Antonio Pitloo è l’artista olandese che ha immortalato le bellezze di Napoli in veri e propri capolavori, rendendo la Città famosa in tutto il mondo.
di Ersilia Di Palo

Fu un amore a prima vista, un’attrazione fatale quella di Antonio Pitloo per Napoli, che durò tutta la vita. E Napoli lo adottò tra i suoi figli, riconoscendolo grande artista e intitolandogli una strada nel quartiere Vomero.
Giunse a Napoli in quel lontano 1816, con una tela e pochi soldi ma con tante speranze nel cuore. Abbagliato dall’azzurro splendente del cielo e del mare e dai mille colori della costa, prese dimora sulla spiaggia di Chiaia, che incominciò a ritrarre nei suoi innumerevoli quadretti.
Ai primi dell’Ottocento, Napoli era la meta preferita di giovani intellettuali, artisti e possidenti, che andavano alla ricerca di atmosfera romantiche e di paesaggi mozzafiato. Posillipo era il luogo preferito dei turisti che acquistavano quei souvenir, quei piccoli capolavori d’arte di Antonio Pitloo, per portare con loro un’emozione, un ricordo vivo di Napoli.

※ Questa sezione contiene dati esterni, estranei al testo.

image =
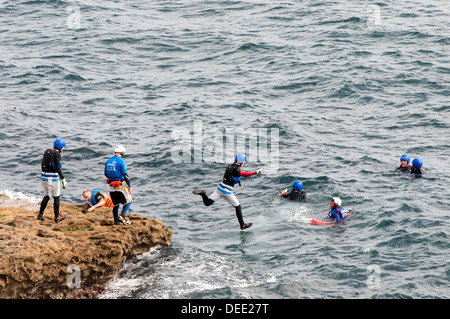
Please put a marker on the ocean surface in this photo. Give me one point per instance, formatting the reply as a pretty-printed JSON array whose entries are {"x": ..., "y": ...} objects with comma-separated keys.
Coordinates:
[{"x": 328, "y": 92}]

Da poeta qual era, Pitloo dava ai suoi dipinti un’impronta decisamente romantica, intrisa di suggestioni personali, di vibrazioni di luci e colori, che colpivano la sensibilità del turista ma che presto divennero oggetto di desiderio anche della nobiltà partenopea.
Il ‘Boschetto Francavilla al Chiatamone’, fu il dipinto che nel 1824 lo consacrò maestro e gli riconobbe la cattedra di Paesaggio all’Accademia delle Belle Arti.
Egli fu tra i primi a dipingere all’aria aperta, facendo del paesaggio napoletano la sede di una scuola pittorica. Antonio Pitloo fu il vedutista più amato e apprezzato di quella prima metà dell’Ottocento, che raccolse intorno a sé una schiera di allievi dando vita alla “Scuola di Posillipo”.
Molti furono gli allievi che, sulle tracce del maestro, presero a raffigurare le bellezze paesaggistiche di Napoli e della Campania, movimentate da scene di vita quotidiana, che andarono prepotentemente ad arricchire la cultura napoletana presso l’aristocrazia e le Corti di mezza Europa.
Dopo la morte del maestro, avvenuta il 22 giugno del 1837 per un’epidemia di colera, Giacinto Gigante fu il massimo interprete di quella “Scuola di Posillipo”, colui che meglio espresse la volontà di cogliere il vero e quella quotidianità fremente e viva che era l’anima della città di Napoli.
Per chi volesse rendere omaggio ad Antonio Pitloo non ha che da recarsi al Cimitero Britannico di Via Nuova del Campo 25 alla Doganella, dove un monumento marmoreo commemorativo di notevole pregio artistico, recante un bassorilievo con il suo volto, celebra il personaggio e la sua eredità artistica.